Dr Rowan Williams is honoured for work on Russia

London, UK - Archbishop of Canterbury Dr Rowan Williams has been awarded a top Russian honour recognising his love of the country and its literature.

Dr Williams, who has written a book on Dostoyevsky, received the Order of Friendship at a ceremony in London.

He was given a volume of his own poems translated into Russian. It was nearly blocked by a Moscow customs official who mistook it for explosives.

Dr Williams said he was "delighted and rather overwhelmed" by the award.

Lifelong interest

The award was given on the decree of Russian President Dmitry Medvedev.

In a speech, the Russian ambassador to London, Yuri Fedotov praised the Archbishop's "outstanding contribution to the cooperation and friendly relations between Russia and the United Kingdom".
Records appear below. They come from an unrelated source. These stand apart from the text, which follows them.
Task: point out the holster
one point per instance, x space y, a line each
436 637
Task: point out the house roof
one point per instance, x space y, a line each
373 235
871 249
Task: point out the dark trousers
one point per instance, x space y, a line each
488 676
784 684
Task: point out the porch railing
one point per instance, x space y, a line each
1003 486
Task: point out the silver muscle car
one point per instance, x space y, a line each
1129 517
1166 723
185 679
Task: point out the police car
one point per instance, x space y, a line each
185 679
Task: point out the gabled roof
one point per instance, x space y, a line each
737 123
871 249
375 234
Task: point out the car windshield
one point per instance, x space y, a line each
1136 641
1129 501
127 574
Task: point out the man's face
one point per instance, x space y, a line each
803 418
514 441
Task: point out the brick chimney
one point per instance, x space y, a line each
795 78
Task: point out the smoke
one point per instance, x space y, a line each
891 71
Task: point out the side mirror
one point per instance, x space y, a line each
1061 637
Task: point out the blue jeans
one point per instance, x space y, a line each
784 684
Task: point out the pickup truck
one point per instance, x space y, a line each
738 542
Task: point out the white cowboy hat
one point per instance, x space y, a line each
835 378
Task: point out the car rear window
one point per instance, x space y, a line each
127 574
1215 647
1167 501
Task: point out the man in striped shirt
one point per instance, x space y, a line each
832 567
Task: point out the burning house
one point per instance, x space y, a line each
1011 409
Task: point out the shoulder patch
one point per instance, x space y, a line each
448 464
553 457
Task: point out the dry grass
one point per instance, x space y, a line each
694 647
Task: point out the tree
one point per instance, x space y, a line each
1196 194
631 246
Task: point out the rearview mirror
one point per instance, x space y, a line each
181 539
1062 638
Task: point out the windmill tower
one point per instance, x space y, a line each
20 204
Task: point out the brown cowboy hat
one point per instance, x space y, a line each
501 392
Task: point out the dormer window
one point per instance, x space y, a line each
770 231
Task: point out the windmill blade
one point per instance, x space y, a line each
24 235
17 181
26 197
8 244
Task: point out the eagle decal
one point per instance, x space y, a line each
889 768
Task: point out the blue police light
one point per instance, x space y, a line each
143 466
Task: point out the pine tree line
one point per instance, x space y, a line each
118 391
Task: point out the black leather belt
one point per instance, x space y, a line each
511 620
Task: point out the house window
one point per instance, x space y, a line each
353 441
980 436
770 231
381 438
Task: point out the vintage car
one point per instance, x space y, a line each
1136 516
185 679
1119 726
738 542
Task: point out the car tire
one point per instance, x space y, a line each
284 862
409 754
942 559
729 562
The ambassador added: "What he is doing helps tremendously to establish better understanding to set a better climate in relations between Russia and the UK."

Receiving the award at the Russian embassy, Dr Williams spoke of his lifelong interest in and affection for Russian culture.

He described the important role Russian literature played in forming his understanding of human spirituality and said he felt honoured to be involved in what he called the reconstruction of the Russian state.

In a BBC interview, Dr Williams said he became fascinated by Russian culture as a teenager after encountering the films of Sergei Eisenstein.

He stressed the importance of cultural understanding between Russia and Britain, emphasising how much the two countries had in common.

The archbishop also encouraged people to overcome their fear of the "long Russian novel" suggesting that anyone interested in Russian culture start by reading Chekhov's short stories.